The performance of the SLI UK Equity Recovery fund – which holds c20% of its assets in Barclays, Glencore and Anglo American – highlights this trend perfectly, having been the best performer in the sector this year with returns of 40%, but among the five worst performers last year with losses of 6%.
This theme isn’t limited to the UK – around the world we have seen 2015’s ugly ducklings witness serious bouncebackability.
A hangover from 2015?
The performance of trusts this year can, largely, be attributed to markets being turned on their heads. Let’s not forget, 2015 was a year where indices struggled to make any real ground as uncertainties caused by China’s slowing growth and currency devaluation as well as falling commodity prices weighed heavily.

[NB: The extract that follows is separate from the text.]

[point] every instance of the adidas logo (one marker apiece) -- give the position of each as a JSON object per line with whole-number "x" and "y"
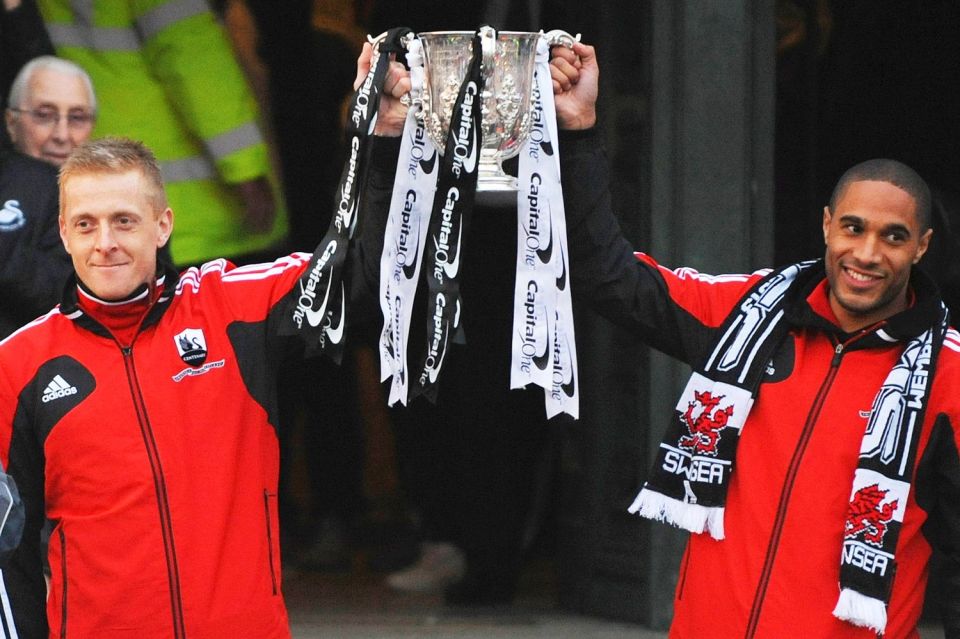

As such, it proved to be a stellar year for active managers as (in most instances and especially the UK) if you avoided the largest members of the index, you outperformed.
Taken on average, trusts can afford to me more ‘active’ than their OE equivalents due to their structures (such as a closed pool of capital and therefore no risk of outflows) and tend to have higher weightings to less liquid areas of the market – and 2015 proved to a year where they mainly outperformed. In six out of the 10 sectors, trusts beat their comparative indices and their OE rivals last year. In fact, trusts, on average, outperformed funds by 1 percentage point last year while 65% of the trusts we analysed beat their comparative benchmarks – again a higher figure than in the OE universe.
Performance of sectors versus indices in 2015
As such, many trusts – where turnover is generally lower than in OE funds and most are still holding last year’s winners in the hope of longer term outperformance – are simply enduring the hangover of a fantastic 2015. A good example is in Japan as in 2015, all five trusts outperformed the Topix. This year, however, only 1 is outperforming.
Effectively, what we have seen this year is mean reversion of the highest order. Will the largest constituents of the index continue to drive the market and active managers, especially in the trust space, continue to struggle? Who knows. However, investment trusts still dominate over the longer term
For example, in all 10 sectors, trusts have outperformed OE funds over the past 10 years to the end of November. What’s more, the average outperformance of the ‘average’ trust relative to the ‘average’ fund over that time is a stark 20 percentage points.
They also stack up very well against their respective indices. In six out of the 10 sectors, trusts have outperformed their comparative indices and the average outperformance is 6 percentage points, while some 58% of all the trusts we analysed are outperforming the index over that time.
Performance of sectors versus indices over 10yrs
As the table shows, OE funds have added significantly less value. Out of the 10 sectors, it is only the IA UK All Companies and IA Europe ex UK peer groups where the average return has been greater the index over that time. Also, across those sectors, OE funds have underperformed their comparative indices by 13 percentage points over the past decade while only 43% of the 696 OE funds we analysed have beaten their comparative index.
So, trusts have kept their title of the long-term vehicle for outperformance, despite what has turned out to be an ‘annus horribilis’ for the closed-ended structure.